Alison Vickery and the typing of staphylococci in Australia

By Richard Benn

Alison Vickery, who died in December 2016, played an important role in the bacteriophage typing of Staphylococcus aureus in this country. The technique was introduced by Phyllis Rountree in the 1950s at Royal Prince Alfred Hospital, where it was initially used to identify a particularly virulent strain of S. aureus (phage type 80/81) in the neonatal nursery.

The work continued in the 1960s when Phyllis Rountree and Molly Baird (nee Pegler) studied the epidemiology of staphylococcal infections in the hospital’s surgical units. Much of what is known about the hospital transmission of staphylococcal infection stems from this era. It revealed that most surgical wound infections are caused by the patient’s (rather than the attendants’) strain of S. aureus and it noted the importance of staff, particularly those with chronic skin disease, in the spread of S. aureus within the ward.
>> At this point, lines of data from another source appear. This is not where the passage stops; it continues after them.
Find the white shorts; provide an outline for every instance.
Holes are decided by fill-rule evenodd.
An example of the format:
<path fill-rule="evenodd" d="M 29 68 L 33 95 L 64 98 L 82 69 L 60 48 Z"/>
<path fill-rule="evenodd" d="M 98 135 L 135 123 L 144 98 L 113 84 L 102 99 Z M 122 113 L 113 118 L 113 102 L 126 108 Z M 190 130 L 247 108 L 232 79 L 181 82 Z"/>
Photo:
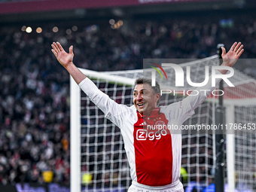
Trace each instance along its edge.
<path fill-rule="evenodd" d="M 133 181 L 133 184 L 127 192 L 184 192 L 184 189 L 179 181 L 177 181 L 175 184 L 172 184 L 161 187 L 149 187 Z"/>

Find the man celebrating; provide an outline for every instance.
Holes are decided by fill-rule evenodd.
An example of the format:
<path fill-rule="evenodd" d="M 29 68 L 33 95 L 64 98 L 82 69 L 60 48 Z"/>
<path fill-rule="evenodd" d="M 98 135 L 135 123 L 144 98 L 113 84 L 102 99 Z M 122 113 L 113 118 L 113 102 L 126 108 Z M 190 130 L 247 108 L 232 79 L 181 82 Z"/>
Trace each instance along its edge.
<path fill-rule="evenodd" d="M 236 42 L 227 53 L 221 47 L 221 66 L 232 67 L 242 53 L 242 47 L 241 43 Z M 128 191 L 184 191 L 179 181 L 181 135 L 168 130 L 148 127 L 172 124 L 180 127 L 212 91 L 212 82 L 201 87 L 206 90 L 206 93 L 200 92 L 201 94 L 197 96 L 188 96 L 181 102 L 157 108 L 160 96 L 159 84 L 151 87 L 150 79 L 139 78 L 133 90 L 134 105 L 127 107 L 109 99 L 78 70 L 72 62 L 72 46 L 69 47 L 69 53 L 58 42 L 53 43 L 52 47 L 58 61 L 90 99 L 105 114 L 105 117 L 120 129 L 133 179 Z M 227 72 L 219 70 L 216 73 Z"/>

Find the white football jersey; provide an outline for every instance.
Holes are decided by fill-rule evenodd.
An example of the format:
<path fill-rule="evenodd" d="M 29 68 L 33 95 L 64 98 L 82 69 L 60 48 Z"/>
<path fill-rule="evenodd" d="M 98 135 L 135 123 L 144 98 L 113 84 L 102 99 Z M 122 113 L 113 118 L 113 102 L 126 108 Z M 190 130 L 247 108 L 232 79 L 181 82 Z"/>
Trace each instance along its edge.
<path fill-rule="evenodd" d="M 199 91 L 197 96 L 189 96 L 181 102 L 157 108 L 148 116 L 138 112 L 134 105 L 116 103 L 87 78 L 79 86 L 105 117 L 120 129 L 133 184 L 160 189 L 180 183 L 181 130 L 159 127 L 181 127 L 214 89 L 211 82 L 200 88 L 208 90 L 206 94 Z"/>

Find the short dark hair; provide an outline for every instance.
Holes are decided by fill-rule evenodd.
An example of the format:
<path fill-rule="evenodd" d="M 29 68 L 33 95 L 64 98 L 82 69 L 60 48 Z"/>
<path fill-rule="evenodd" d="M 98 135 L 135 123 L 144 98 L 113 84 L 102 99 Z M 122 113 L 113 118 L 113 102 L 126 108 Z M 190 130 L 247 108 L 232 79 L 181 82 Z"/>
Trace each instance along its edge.
<path fill-rule="evenodd" d="M 150 79 L 150 78 L 137 78 L 135 81 L 134 86 L 136 86 L 137 84 L 149 84 L 152 87 L 152 89 L 154 90 L 154 94 L 160 93 L 160 85 L 159 85 L 158 82 L 156 81 L 156 86 L 152 87 L 152 80 Z M 160 99 L 158 99 L 158 101 L 157 101 L 157 105 L 159 104 L 159 102 L 160 102 Z"/>

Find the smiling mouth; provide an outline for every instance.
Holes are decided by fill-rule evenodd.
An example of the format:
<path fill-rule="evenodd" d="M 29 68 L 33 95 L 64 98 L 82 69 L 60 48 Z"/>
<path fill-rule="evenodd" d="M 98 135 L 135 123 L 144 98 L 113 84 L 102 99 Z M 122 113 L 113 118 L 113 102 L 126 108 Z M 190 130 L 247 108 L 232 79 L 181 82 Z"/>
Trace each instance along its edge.
<path fill-rule="evenodd" d="M 141 107 L 141 106 L 143 106 L 145 104 L 145 102 L 143 102 L 143 103 L 138 103 L 137 105 L 139 107 Z"/>

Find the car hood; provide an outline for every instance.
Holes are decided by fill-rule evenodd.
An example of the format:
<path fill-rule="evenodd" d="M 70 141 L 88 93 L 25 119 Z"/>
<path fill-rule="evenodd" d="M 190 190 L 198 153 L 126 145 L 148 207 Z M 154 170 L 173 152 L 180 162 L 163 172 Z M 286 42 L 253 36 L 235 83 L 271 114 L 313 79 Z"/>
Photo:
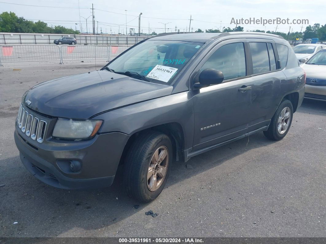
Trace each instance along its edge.
<path fill-rule="evenodd" d="M 304 58 L 310 58 L 313 54 L 313 53 L 296 53 L 295 56 L 297 57 L 297 58 L 298 59 L 298 60 L 299 60 Z"/>
<path fill-rule="evenodd" d="M 304 64 L 300 66 L 304 70 L 307 78 L 326 79 L 326 65 Z"/>
<path fill-rule="evenodd" d="M 22 102 L 51 116 L 87 119 L 108 110 L 170 95 L 172 89 L 167 85 L 102 70 L 42 82 L 25 93 Z M 31 102 L 28 105 L 28 100 Z"/>

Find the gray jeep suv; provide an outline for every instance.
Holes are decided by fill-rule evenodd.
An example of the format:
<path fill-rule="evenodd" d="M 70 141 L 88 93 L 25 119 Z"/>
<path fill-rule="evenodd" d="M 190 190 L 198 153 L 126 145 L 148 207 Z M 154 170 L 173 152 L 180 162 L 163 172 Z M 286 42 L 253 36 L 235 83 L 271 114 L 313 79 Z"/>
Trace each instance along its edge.
<path fill-rule="evenodd" d="M 283 138 L 305 82 L 292 49 L 277 36 L 158 36 L 100 70 L 27 91 L 15 141 L 27 170 L 49 185 L 108 186 L 121 166 L 129 195 L 149 202 L 174 162 L 259 132 Z"/>

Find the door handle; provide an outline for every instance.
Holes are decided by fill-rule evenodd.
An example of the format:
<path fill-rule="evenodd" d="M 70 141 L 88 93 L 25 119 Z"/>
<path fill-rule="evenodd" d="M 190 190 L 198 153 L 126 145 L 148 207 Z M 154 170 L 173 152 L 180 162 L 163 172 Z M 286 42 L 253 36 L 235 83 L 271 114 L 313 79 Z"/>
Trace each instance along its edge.
<path fill-rule="evenodd" d="M 244 92 L 247 90 L 250 90 L 251 89 L 251 86 L 245 86 L 244 87 L 239 88 L 238 90 L 239 92 Z"/>

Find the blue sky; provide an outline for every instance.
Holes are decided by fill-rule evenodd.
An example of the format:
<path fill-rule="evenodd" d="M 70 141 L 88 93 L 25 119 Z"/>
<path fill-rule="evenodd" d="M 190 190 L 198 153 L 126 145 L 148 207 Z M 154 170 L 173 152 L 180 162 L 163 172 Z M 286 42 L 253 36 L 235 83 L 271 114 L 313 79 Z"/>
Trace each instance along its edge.
<path fill-rule="evenodd" d="M 164 32 L 164 25 L 159 22 L 169 23 L 166 24 L 168 31 L 174 31 L 175 26 L 182 31 L 189 28 L 190 15 L 193 20 L 191 28 L 193 30 L 199 28 L 206 29 L 218 29 L 223 27 L 233 28 L 235 25 L 230 24 L 232 18 L 236 19 L 250 18 L 266 19 L 289 18 L 290 21 L 293 19 L 308 19 L 309 24 L 315 23 L 326 24 L 326 1 L 305 0 L 295 1 L 283 0 L 234 0 L 226 1 L 214 0 L 179 0 L 153 1 L 148 0 L 112 1 L 93 0 L 90 1 L 80 0 L 78 9 L 78 0 L 1 0 L 11 3 L 32 5 L 60 7 L 45 7 L 27 6 L 0 3 L 0 12 L 11 11 L 19 16 L 31 20 L 43 20 L 49 25 L 60 24 L 67 27 L 75 27 L 80 29 L 79 11 L 80 15 L 87 18 L 91 14 L 92 2 L 94 4 L 95 20 L 98 21 L 98 28 L 102 28 L 103 33 L 117 33 L 120 25 L 120 32 L 126 32 L 125 10 L 127 10 L 127 28 L 138 29 L 138 18 L 141 12 L 141 29 L 143 32 L 148 32 L 148 26 L 151 32 Z M 91 17 L 88 19 L 89 29 L 92 31 Z M 83 30 L 86 31 L 86 21 L 81 18 Z M 169 23 L 170 22 L 170 23 Z M 75 25 L 75 23 L 78 24 Z M 248 24 L 240 25 L 244 30 L 259 29 L 266 31 L 275 30 L 276 25 Z M 287 33 L 290 25 L 293 31 L 300 31 L 303 25 L 304 30 L 306 24 L 281 24 L 277 31 Z M 96 28 L 97 27 L 97 22 Z M 168 30 L 167 29 L 167 31 Z M 99 32 L 100 32 L 99 30 Z M 136 32 L 137 32 L 137 30 Z"/>

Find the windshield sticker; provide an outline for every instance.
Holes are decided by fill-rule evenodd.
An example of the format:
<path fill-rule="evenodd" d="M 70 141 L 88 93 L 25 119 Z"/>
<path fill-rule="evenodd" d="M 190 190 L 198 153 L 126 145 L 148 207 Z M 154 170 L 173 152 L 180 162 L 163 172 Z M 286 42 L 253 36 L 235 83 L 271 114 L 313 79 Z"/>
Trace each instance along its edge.
<path fill-rule="evenodd" d="M 157 65 L 146 77 L 168 82 L 177 70 L 176 68 Z"/>
<path fill-rule="evenodd" d="M 165 59 L 164 60 L 164 64 L 169 65 L 170 64 L 173 64 L 174 65 L 183 65 L 185 61 L 185 59 L 183 60 L 182 59 Z"/>

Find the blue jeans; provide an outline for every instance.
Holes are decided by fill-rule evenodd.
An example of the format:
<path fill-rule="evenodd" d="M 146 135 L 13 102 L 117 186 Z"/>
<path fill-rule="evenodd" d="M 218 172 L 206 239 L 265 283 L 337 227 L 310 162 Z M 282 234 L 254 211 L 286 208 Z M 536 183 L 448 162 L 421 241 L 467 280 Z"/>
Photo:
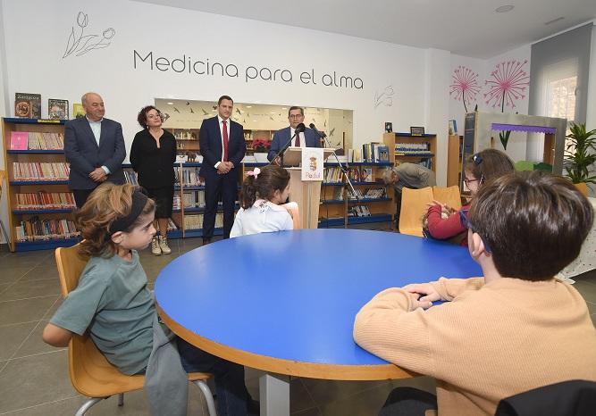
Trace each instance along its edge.
<path fill-rule="evenodd" d="M 186 372 L 214 376 L 219 416 L 246 416 L 250 395 L 244 384 L 244 367 L 206 353 L 178 337 L 178 353 Z"/>

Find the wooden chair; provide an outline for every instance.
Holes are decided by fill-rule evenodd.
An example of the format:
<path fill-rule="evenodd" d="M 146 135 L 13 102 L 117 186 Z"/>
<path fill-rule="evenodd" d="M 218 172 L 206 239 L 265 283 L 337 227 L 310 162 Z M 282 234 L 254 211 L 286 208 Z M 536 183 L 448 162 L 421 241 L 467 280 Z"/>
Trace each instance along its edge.
<path fill-rule="evenodd" d="M 447 204 L 454 210 L 461 208 L 461 195 L 457 185 L 449 187 L 432 187 L 432 197 L 436 201 Z"/>
<path fill-rule="evenodd" d="M 294 229 L 302 229 L 302 224 L 300 223 L 300 209 L 296 203 L 288 203 L 284 204 L 283 206 L 290 215 L 292 217 L 292 223 L 294 224 Z"/>
<path fill-rule="evenodd" d="M 423 237 L 422 217 L 428 211 L 428 203 L 432 202 L 432 188 L 422 189 L 404 187 L 401 190 L 401 211 L 399 212 L 399 232 L 410 236 Z"/>
<path fill-rule="evenodd" d="M 2 202 L 2 185 L 4 183 L 5 178 L 6 178 L 6 171 L 0 171 L 0 203 Z M 6 244 L 10 246 L 11 240 L 8 237 L 8 233 L 6 232 L 6 229 L 4 228 L 4 223 L 2 222 L 2 219 L 0 219 L 0 228 L 2 228 L 2 233 L 4 235 L 4 239 L 6 240 Z"/>
<path fill-rule="evenodd" d="M 66 296 L 79 284 L 88 258 L 79 254 L 80 245 L 61 247 L 55 251 L 62 295 Z M 97 403 L 118 395 L 118 405 L 124 404 L 124 393 L 143 388 L 145 376 L 127 376 L 112 365 L 97 349 L 88 335 L 73 334 L 68 345 L 68 368 L 74 388 L 89 397 L 77 411 L 76 416 L 84 415 Z M 211 375 L 202 372 L 189 374 L 189 380 L 198 386 L 205 395 L 210 416 L 216 416 L 213 395 L 206 380 Z"/>

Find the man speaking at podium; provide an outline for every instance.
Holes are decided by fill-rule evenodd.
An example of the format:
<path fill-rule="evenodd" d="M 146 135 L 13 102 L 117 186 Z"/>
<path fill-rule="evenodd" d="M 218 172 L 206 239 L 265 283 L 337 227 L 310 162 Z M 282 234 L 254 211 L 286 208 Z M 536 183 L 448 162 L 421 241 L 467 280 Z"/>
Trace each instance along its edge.
<path fill-rule="evenodd" d="M 304 109 L 302 107 L 290 107 L 290 111 L 288 112 L 288 121 L 290 121 L 290 127 L 277 130 L 273 135 L 273 140 L 271 143 L 269 154 L 267 154 L 267 159 L 269 159 L 269 161 L 273 161 L 273 158 L 275 158 L 275 155 L 280 150 L 287 146 L 290 138 L 291 143 L 289 145 L 290 146 L 321 147 L 319 136 L 312 129 L 306 128 L 304 132 L 298 133 L 294 137 L 296 127 L 304 122 Z M 274 162 L 281 164 L 279 156 L 275 159 Z"/>

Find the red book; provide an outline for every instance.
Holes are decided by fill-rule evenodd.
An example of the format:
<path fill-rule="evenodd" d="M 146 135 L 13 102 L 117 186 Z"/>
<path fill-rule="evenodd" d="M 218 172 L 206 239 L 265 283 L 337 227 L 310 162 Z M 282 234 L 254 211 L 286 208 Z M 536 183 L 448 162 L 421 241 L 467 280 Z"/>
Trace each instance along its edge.
<path fill-rule="evenodd" d="M 27 131 L 11 131 L 11 150 L 27 150 L 28 143 Z"/>

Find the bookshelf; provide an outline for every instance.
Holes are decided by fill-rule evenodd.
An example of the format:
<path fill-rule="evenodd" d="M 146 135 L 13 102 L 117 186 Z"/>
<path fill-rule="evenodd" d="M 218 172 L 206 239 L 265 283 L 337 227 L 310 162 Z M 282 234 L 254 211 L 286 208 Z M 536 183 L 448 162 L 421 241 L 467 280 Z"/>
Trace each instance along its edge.
<path fill-rule="evenodd" d="M 241 174 L 251 166 L 264 166 L 266 163 L 246 163 Z M 137 176 L 130 163 L 123 163 L 124 178 L 128 183 L 139 185 Z M 189 238 L 203 237 L 203 214 L 205 212 L 205 182 L 198 176 L 199 162 L 176 162 L 173 164 L 176 175 L 174 200 L 170 224 L 175 229 L 168 229 L 168 238 Z M 239 205 L 237 204 L 236 210 Z M 215 216 L 215 236 L 223 233 L 223 209 L 218 207 Z"/>
<path fill-rule="evenodd" d="M 68 189 L 64 122 L 2 120 L 12 252 L 70 246 L 79 241 L 72 222 L 74 198 Z M 13 148 L 11 138 L 23 137 L 24 133 L 29 134 L 22 146 Z"/>
<path fill-rule="evenodd" d="M 463 167 L 463 136 L 449 136 L 447 145 L 447 186 L 460 187 Z M 461 188 L 461 187 L 460 187 Z"/>
<path fill-rule="evenodd" d="M 198 129 L 164 128 L 164 129 L 173 135 L 176 139 L 176 150 L 179 154 L 185 154 L 186 152 L 199 153 Z"/>
<path fill-rule="evenodd" d="M 337 162 L 325 163 L 325 180 L 321 185 L 319 227 L 390 222 L 395 212 L 393 188 L 382 182 L 389 162 L 348 162 L 350 180 L 358 195 L 351 194 Z"/>
<path fill-rule="evenodd" d="M 436 135 L 412 136 L 410 133 L 384 133 L 382 141 L 390 148 L 390 162 L 420 163 L 436 173 Z M 394 151 L 391 152 L 390 149 Z"/>

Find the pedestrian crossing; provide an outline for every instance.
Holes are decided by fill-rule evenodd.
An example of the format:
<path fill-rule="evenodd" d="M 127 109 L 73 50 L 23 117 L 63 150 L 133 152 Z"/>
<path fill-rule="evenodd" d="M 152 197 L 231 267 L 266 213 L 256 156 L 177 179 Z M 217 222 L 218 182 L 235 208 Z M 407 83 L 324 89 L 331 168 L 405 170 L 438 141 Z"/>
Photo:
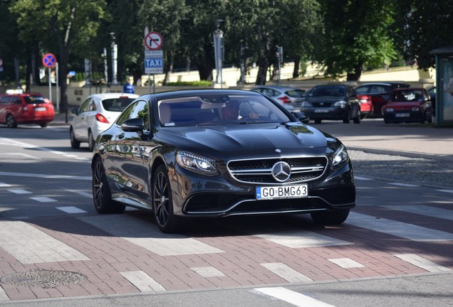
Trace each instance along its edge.
<path fill-rule="evenodd" d="M 86 210 L 78 208 L 77 205 L 58 205 L 58 202 L 54 198 L 44 195 L 36 196 L 35 193 L 26 188 L 16 188 L 6 183 L 0 183 L 0 188 L 3 188 L 4 191 L 18 197 L 28 198 L 43 203 L 55 203 L 55 210 L 67 215 L 73 215 L 72 218 L 90 227 L 101 230 L 111 235 L 108 237 L 124 240 L 128 242 L 128 246 L 132 244 L 137 247 L 137 250 L 140 251 L 142 249 L 142 252 L 147 255 L 146 257 L 150 257 L 150 261 L 156 261 L 153 258 L 155 256 L 160 257 L 159 259 L 165 264 L 160 264 L 163 266 L 165 270 L 172 271 L 175 269 L 174 267 L 171 267 L 172 261 L 183 262 L 187 267 L 181 269 L 180 272 L 173 272 L 173 278 L 177 278 L 179 273 L 185 275 L 186 277 L 196 274 L 199 278 L 205 279 L 210 282 L 213 282 L 211 281 L 212 280 L 219 281 L 219 284 L 223 280 L 233 279 L 231 273 L 232 270 L 243 269 L 241 266 L 234 266 L 232 269 L 223 262 L 240 262 L 240 259 L 244 258 L 246 252 L 256 253 L 254 255 L 248 255 L 247 257 L 261 269 L 254 266 L 249 271 L 244 270 L 242 273 L 245 275 L 250 274 L 254 276 L 267 276 L 272 281 L 271 284 L 284 283 L 297 284 L 316 281 L 318 280 L 316 275 L 319 274 L 318 272 L 314 274 L 309 269 L 301 269 L 318 266 L 323 267 L 323 270 L 326 275 L 328 275 L 330 272 L 340 271 L 343 272 L 345 276 L 347 276 L 348 272 L 353 272 L 354 274 L 360 276 L 360 272 L 372 269 L 370 267 L 370 263 L 378 262 L 376 259 L 369 260 L 370 257 L 373 257 L 373 252 L 366 250 L 366 248 L 363 249 L 363 247 L 360 246 L 367 239 L 365 235 L 361 235 L 361 230 L 371 232 L 367 233 L 374 232 L 390 236 L 387 237 L 395 238 L 400 242 L 405 242 L 406 244 L 429 243 L 430 244 L 440 244 L 439 246 L 442 247 L 442 244 L 450 244 L 453 242 L 453 233 L 447 229 L 441 231 L 411 224 L 410 220 L 401 222 L 391 217 L 377 217 L 353 211 L 342 226 L 334 227 L 336 229 L 309 227 L 306 227 L 307 229 L 303 229 L 293 224 L 284 225 L 278 222 L 259 227 L 246 224 L 232 224 L 229 227 L 237 234 L 237 237 L 234 237 L 234 247 L 231 247 L 233 243 L 229 241 L 229 237 L 207 238 L 202 236 L 166 235 L 160 232 L 149 219 L 140 218 L 136 214 L 93 215 Z M 66 190 L 83 198 L 91 198 L 90 193 L 88 191 L 70 189 Z M 449 193 L 449 190 L 444 190 L 444 193 Z M 380 207 L 387 210 L 407 212 L 412 215 L 442 220 L 453 220 L 453 210 L 445 209 L 444 206 L 442 208 L 427 204 L 395 206 L 382 205 Z M 386 216 L 391 216 L 391 215 Z M 78 246 L 71 244 L 71 242 L 64 240 L 64 235 L 61 234 L 56 235 L 56 230 L 50 230 L 44 232 L 43 230 L 46 230 L 34 225 L 30 221 L 24 220 L 0 220 L 0 259 L 9 259 L 8 261 L 15 260 L 24 265 L 33 264 L 39 266 L 45 264 L 50 265 L 50 264 L 68 264 L 77 262 L 89 264 L 91 262 L 98 261 L 93 259 L 92 254 L 85 252 L 87 250 L 86 247 L 79 249 L 78 244 Z M 358 239 L 361 235 L 363 235 L 361 239 Z M 78 237 L 77 239 L 85 239 Z M 105 240 L 105 244 L 108 247 L 109 242 L 109 239 Z M 246 251 L 241 251 L 241 244 L 253 245 L 251 242 L 256 245 L 256 250 L 244 246 L 244 250 Z M 80 246 L 83 245 L 82 242 Z M 115 247 L 112 246 L 108 249 L 113 250 Z M 292 255 L 292 258 L 282 256 L 279 258 L 276 257 L 275 259 L 271 259 L 269 256 L 272 254 L 271 252 L 279 249 L 281 249 L 282 254 L 286 253 L 284 254 Z M 306 258 L 301 257 L 305 250 L 311 252 Z M 417 249 L 414 249 L 414 250 Z M 261 255 L 260 254 L 261 252 L 264 252 L 265 255 Z M 2 253 L 6 253 L 6 258 L 2 256 Z M 444 254 L 443 257 L 445 255 Z M 376 257 L 376 259 L 378 258 L 378 257 Z M 452 269 L 451 266 L 443 265 L 442 262 L 439 262 L 439 259 L 442 257 L 433 257 L 432 252 L 412 253 L 407 252 L 407 250 L 405 249 L 392 252 L 389 249 L 385 252 L 383 258 L 386 259 L 385 261 L 393 262 L 399 266 L 412 268 L 408 271 L 411 273 L 413 271 L 419 274 L 449 272 Z M 125 259 L 127 259 L 126 257 Z M 448 264 L 451 263 L 451 261 L 449 259 L 444 262 Z M 388 265 L 383 263 L 382 266 L 384 264 Z M 166 265 L 168 266 L 165 266 Z M 378 266 L 380 264 L 378 264 Z M 68 266 L 68 264 L 66 266 Z M 116 271 L 122 278 L 127 280 L 140 292 L 163 292 L 174 289 L 169 284 L 162 283 L 160 279 L 160 273 L 157 273 L 157 270 L 147 270 L 145 267 L 140 265 L 132 266 L 134 269 L 114 269 L 114 266 L 111 267 L 111 269 Z M 132 269 L 132 266 L 130 269 Z M 251 266 L 253 266 L 251 265 Z M 401 274 L 404 274 L 404 272 Z M 323 280 L 326 280 L 326 275 L 323 277 Z M 377 276 L 379 274 L 377 274 Z M 369 277 L 370 275 L 368 276 Z M 338 278 L 333 278 L 333 279 L 336 279 Z M 254 281 L 251 284 L 254 283 L 257 284 L 256 281 Z M 251 284 L 249 281 L 249 284 Z M 260 284 L 266 284 L 266 282 L 263 281 Z M 191 288 L 189 285 L 187 286 Z M 277 299 L 283 299 L 281 298 L 284 297 L 285 301 L 294 306 L 307 306 L 307 304 L 313 306 L 331 306 L 296 292 L 288 292 L 289 290 L 283 287 L 256 288 L 253 291 Z M 9 298 L 0 283 L 0 301 L 2 299 Z M 306 302 L 306 303 L 304 303 L 306 305 L 300 305 L 301 301 Z"/>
Alison took over the role of ‘phage typing in the 1970s just as new strains of methicillin-resistant S. aureus (MRSA) began appearing in hospitals along the east coast of Australia. She continued to propagate the International Phage Set for use in Australia, liased with other workers in the field around the world, introduced experimental phages, and studied lysogeny and its consequences in S. aureus. For many years she provided a typing service for most of the hospitals of Australia, including the typing of strains isolated in a major AGAR survey1.

By the 1990s, tracking the movement of MRSA became a major task of our hospital’s Infection Control Unit. It was much assisted by phage typing and confirmed the major role of intensive care units in the spread of infection2. Newer typing methods have now replaced phage typing in the study of staphylococcal infection but I believe that most of what we know about the epidemiology of the disease was determined by the continued efforts of Alison and her colleagues during the latter part of the 20th century.